Faltam oito dias para as eleições presidenciais do Brasil e não creio que, até lá, apareçam novidades importantes sobre a questão audiovisual, seja nas manifestações do setor, seja nos programas de governo das principais candidatas, Dilmae Marina. Os artistas, trabalhadores e empresários do ramo fizeram sugestões e reivindicações, as mais recentes no Festival de Brasília (o documento “Por uma primavera do audiovisual brasileiro”, com divulgação na internet). As candidatas não fizeram mudanças no que já estava dito em seus planos de governo, também bastante divulgados e resenhados neste blog, onde dediquei uma série de três artigos sobre o assunto nas últimas semanas.

A minha opinião é que o próximo governo deve fortalecer ainda mais a Ancine-Agência Nacional de Cinema e sua política de expansão da atividade e, ao mesmo tempo, debelar a crise de crescimento da instituição, promovendo ajustes preventivos e cirúrgicos principalmente no que se refere à burocracia; que a prioridade da agência seja a veiculação do conteúdo brasileiro em todas as mídias; que a Secretaria do Audiovisual do Ministério da Cultura volte a ter importância estratégica e política, com foco na cultura audiovisual e exercendo complementaridade com a Ancine, com foco no mercado; que o novo governo tenha a plena compreensão da importância medular do audiovisual na economia e nas soberanias nacionais no século que vivemos e a inteligência de promover um marco regulatório da atividade, abrangente, contemporâneo e democrático.

E que a aposta maior seja no poder de criação, invenção e coragem de nossos artistas. Disto tive mais uma prova contundente nos últimos dias, participando do 47º Festival de Brasília do Cinema Brasileiro. A curadoria do festival decidiu selecionar para a premiação oficial apenas filmes representativos da mais recente onda artística nacional, uma geração com novas propostas quando ainda estamos saboreando a onda anterior, o impactante cinema de Cláudio Assis, Karim Ainoux, Sérgio Machado, Marcelo Gomes, Lírio Ferreira, Paulo Caldas, Cléber Mendonça Filho, Hilton Lacerda, Cao Guimarães, José Padilha e outros brilhantes cineastas.

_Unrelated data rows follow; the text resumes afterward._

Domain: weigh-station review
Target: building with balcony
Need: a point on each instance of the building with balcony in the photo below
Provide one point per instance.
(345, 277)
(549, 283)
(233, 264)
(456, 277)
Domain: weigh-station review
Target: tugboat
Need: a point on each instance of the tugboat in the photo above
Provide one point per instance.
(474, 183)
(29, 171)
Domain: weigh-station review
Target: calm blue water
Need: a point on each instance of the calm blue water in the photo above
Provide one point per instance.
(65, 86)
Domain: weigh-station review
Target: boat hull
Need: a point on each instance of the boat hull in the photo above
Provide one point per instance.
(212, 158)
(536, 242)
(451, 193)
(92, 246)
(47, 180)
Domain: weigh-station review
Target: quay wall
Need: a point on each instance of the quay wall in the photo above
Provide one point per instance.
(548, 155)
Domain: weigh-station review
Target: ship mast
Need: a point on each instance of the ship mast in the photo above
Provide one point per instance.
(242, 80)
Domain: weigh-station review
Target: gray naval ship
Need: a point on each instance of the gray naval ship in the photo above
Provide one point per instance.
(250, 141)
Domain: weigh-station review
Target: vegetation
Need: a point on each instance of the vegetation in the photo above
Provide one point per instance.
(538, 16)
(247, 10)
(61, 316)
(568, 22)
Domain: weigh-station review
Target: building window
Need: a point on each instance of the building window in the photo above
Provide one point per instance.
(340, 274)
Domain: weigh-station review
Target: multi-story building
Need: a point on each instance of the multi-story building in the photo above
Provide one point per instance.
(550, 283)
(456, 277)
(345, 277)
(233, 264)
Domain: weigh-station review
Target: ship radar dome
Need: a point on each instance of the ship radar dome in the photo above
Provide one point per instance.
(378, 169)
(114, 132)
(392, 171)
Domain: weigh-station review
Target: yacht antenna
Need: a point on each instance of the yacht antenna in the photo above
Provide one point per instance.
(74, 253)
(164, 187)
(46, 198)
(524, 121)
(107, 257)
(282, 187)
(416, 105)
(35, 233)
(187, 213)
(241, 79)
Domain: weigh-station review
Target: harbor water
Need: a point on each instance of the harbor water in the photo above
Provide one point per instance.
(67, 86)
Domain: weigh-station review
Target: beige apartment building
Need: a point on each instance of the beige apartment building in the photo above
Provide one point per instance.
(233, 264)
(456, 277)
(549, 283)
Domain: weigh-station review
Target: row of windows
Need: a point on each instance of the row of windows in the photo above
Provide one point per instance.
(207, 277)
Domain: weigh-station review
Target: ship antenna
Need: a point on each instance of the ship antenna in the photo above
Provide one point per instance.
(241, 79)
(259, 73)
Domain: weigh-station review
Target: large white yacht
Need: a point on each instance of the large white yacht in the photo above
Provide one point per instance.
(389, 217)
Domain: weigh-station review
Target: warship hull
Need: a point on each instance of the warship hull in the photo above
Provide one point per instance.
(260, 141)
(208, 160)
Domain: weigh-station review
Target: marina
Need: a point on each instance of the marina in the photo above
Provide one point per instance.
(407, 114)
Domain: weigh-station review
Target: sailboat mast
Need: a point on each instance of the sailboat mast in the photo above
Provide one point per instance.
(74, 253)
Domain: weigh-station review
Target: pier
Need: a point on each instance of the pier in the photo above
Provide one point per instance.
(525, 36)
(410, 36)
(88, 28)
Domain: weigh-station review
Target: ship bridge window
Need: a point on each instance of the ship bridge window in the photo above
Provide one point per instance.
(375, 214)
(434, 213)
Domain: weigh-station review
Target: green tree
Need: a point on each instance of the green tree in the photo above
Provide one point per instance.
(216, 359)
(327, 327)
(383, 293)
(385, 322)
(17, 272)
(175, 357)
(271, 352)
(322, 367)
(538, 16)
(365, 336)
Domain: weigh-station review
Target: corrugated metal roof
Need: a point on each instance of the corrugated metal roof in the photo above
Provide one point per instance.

A novíssima onda radicaliza a experimentação estética, abole totalmente os limites entre realidade e ficção, elabora uma sofisticada popularização da linguagem que se confunde com amadorismo (no sentido de fazer com amor), levam ao extremo a incorporação dos baixos orçamentos a essa linguagem, levam o espectador a exageros de risos e lágrimas. “Cinema de risco” ou “o nicho mais experimental do cinema brasileiro”, como definiu o crítico Luiz Zanin. “A estética da sucata”, como disse o ator e poeta Emmanuel Cavalcanti.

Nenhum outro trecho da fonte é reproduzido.